A civil war surrounding stablecoins is unfolding in the United States. Recently, a direct disagreement has emerged in US legislative discussions regarding whether the yield mechanism should be further blocked. Traditional banks are attempting to close the "yield loophole" of stablecoins by amending the GENIUS Act; while the crypto industry denounces this as "stifling innovation," even warning that it could become a "national security trap." When the disagreement manifests itself in the form of "legislative amendments," the debate has transcended the realm of commercial competition, directly touching upon regulatory characterization, institutional boundaries, and the competitive position of the US dollar in the digital age.
Banks "Drain the Water"
Under the current GENIUS Act, stablecoin issuers are explicitly prohibited from directly paying interest to holders to avoid direct competition with bank deposits. However, the problem lies in the fact that some trading platforms and third-party institutions still allow stablecoin holders to indirectly obtain benefits through rewards, cashback, points, etc.

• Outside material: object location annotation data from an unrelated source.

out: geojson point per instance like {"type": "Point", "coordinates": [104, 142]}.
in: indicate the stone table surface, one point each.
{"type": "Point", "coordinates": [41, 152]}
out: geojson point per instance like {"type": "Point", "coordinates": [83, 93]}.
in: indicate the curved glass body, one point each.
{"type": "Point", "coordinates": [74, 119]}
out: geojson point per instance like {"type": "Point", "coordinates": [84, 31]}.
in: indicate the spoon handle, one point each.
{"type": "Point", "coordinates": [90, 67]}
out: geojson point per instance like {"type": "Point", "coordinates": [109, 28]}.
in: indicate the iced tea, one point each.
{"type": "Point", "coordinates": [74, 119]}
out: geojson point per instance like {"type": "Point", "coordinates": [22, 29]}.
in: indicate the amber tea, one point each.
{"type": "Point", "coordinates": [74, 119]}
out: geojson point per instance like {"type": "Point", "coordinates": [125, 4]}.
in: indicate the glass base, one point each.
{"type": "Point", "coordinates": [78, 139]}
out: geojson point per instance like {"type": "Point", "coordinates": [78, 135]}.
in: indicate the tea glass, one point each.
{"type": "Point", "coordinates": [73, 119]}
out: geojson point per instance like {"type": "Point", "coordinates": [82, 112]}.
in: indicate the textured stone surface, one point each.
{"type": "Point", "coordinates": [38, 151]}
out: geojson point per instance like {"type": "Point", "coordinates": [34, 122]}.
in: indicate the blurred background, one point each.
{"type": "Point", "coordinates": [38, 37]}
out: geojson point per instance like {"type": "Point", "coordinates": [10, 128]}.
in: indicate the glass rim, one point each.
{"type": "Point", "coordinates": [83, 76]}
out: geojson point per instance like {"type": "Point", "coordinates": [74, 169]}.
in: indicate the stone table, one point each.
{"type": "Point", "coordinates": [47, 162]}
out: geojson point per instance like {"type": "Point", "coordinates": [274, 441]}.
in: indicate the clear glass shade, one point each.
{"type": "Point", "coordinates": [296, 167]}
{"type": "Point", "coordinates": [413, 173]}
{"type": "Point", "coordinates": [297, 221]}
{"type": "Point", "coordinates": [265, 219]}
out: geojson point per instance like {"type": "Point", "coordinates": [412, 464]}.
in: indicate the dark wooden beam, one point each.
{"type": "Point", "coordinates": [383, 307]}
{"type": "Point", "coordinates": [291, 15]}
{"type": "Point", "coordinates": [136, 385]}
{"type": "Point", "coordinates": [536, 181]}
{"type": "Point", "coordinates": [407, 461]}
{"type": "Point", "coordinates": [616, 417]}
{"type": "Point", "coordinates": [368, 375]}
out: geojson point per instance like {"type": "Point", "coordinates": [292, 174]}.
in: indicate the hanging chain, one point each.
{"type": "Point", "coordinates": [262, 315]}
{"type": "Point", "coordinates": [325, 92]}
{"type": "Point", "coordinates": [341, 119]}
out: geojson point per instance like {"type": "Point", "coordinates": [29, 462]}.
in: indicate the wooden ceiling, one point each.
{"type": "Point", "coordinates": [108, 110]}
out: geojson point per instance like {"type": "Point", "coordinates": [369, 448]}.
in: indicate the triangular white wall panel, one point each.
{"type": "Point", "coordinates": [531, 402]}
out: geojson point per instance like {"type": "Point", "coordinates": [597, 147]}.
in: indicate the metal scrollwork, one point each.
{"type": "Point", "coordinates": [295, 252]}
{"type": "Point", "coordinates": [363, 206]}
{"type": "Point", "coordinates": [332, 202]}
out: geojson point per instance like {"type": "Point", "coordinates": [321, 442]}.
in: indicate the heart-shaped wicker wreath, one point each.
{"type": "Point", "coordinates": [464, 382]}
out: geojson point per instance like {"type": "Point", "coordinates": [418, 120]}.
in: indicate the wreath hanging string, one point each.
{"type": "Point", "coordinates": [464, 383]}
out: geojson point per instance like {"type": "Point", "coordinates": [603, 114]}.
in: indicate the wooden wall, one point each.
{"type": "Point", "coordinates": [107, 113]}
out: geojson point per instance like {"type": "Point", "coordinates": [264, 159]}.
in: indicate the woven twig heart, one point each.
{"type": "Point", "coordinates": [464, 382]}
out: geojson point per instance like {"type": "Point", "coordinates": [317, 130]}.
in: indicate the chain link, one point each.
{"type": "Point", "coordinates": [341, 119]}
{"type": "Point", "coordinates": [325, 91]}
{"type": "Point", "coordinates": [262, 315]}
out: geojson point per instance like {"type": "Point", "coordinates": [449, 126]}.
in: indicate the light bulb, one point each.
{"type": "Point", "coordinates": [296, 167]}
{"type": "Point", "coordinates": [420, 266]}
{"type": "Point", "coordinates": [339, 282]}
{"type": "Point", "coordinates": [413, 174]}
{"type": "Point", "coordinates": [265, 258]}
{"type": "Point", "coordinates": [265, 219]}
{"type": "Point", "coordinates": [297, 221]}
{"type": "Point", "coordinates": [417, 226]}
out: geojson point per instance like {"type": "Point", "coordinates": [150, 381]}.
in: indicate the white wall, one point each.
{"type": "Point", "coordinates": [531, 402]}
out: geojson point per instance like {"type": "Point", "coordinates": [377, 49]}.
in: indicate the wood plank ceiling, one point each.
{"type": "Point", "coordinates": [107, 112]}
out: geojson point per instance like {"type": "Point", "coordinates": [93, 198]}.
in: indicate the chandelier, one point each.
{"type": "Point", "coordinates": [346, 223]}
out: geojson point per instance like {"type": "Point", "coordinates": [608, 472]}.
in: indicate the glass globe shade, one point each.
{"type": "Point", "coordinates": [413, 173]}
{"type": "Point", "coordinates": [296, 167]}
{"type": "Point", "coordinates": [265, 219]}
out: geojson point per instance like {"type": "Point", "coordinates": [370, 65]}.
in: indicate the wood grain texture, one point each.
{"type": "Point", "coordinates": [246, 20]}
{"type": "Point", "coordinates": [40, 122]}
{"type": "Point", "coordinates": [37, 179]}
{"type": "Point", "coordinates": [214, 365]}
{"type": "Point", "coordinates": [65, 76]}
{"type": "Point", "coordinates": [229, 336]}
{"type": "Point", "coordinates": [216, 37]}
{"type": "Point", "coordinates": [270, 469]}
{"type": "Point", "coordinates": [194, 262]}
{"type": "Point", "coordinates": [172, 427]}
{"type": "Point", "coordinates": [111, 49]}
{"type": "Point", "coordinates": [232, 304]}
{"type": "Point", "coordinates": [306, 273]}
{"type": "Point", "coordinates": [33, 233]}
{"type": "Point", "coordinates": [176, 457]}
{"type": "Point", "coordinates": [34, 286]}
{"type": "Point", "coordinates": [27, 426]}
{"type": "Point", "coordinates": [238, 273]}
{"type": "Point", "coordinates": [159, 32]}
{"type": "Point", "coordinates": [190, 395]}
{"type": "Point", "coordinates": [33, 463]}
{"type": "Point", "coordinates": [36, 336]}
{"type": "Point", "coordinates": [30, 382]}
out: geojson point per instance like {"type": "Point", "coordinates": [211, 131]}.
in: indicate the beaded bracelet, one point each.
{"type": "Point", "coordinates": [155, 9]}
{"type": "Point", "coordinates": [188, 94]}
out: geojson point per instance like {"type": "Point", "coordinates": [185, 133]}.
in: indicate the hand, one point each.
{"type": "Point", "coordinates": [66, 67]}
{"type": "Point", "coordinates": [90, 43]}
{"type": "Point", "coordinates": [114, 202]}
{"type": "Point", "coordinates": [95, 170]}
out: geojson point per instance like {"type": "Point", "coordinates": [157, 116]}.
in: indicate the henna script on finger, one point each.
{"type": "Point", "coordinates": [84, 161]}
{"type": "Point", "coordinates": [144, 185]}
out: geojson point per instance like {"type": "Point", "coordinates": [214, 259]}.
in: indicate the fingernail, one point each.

The US community banking system believes that this constitutes a "circumvention" of the original legislative intent.
Recently, the Community Banking Council of the American Bankers Association (ABA) wrote to the Senate stating that some stablecoin issuers indirectly provide benefits to users holding coins through third parties such as digital asset exchanges, weakening the prohibition on interest payments for stablecoins in the bill.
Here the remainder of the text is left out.